Witness to Hunger has received some press and we learned of it from this story in the Daily American from Illinois.
‘‘Where is one of my favorite photos?’’ Chilton scans a wall of frames inside an exhibit hall at Drexel University. She stops at one, brushing the glass as if to caress the child herself. ‘‘Let me tell you about this kid.’’
The little girl, 15-16 months old, wears a striped top that swallows her tiny arms. Her nose is runny, her eyes empty.
Hers is not the picture of hunger that Americans are accustomed to seeing. She isn’t emaciated, like those living in squalid conditions in famine-stricken countries, but she is underweight and malnourished, often fed chips and sugary drinks instead of milk and formula.
The very word, hunger, means something different in 2009 in America. It manifests itself in poor diets lacking in fruits and vegetables, in children who are fed fatty, cheap foods like hot-dogs or ramen noodles and may be overweight but also hungry. It shows in a child’s health, and in the everyday hard choices of mothers and fathers: Buy Pampers or formula? Pay the heating bill or fill the fridge?
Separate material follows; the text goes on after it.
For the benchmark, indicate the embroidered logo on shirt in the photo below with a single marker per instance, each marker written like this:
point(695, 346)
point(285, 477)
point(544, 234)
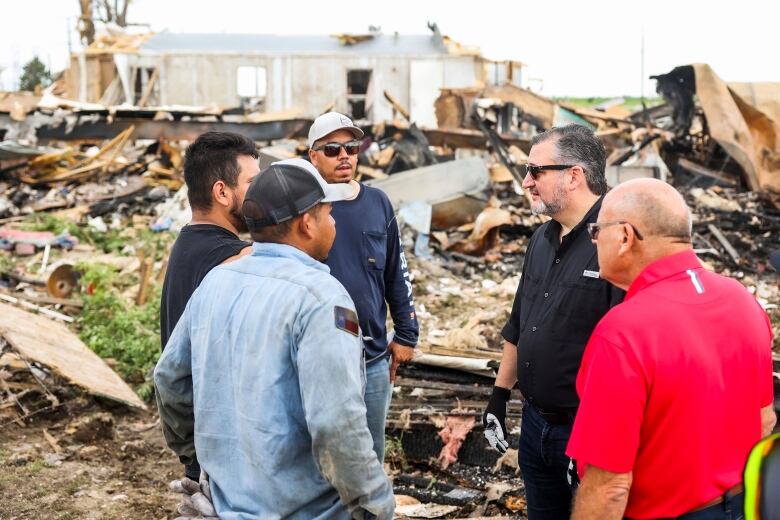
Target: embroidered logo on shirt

Even before the economy tanked, some 36 million adults and children struggled with hunger in 2007, including 12 million the government considers to have ‘‘very low food security’’ — meaning they suffered a substantial disruption to their food supply at some point during the year.
The number of Americans receiving food stamps reached an all-time high last year, topping 30 million in September, October and November, even though the maximum benefit for a family of four — $588 — still falls $78 short of the cheapest possible government-established plan to feed a family that size.
President Barack Obama, whose own mother once received food stamps, has pledged to end childhood hunger; the administration’s stimulus package raises food stamp benefits by 14 percent.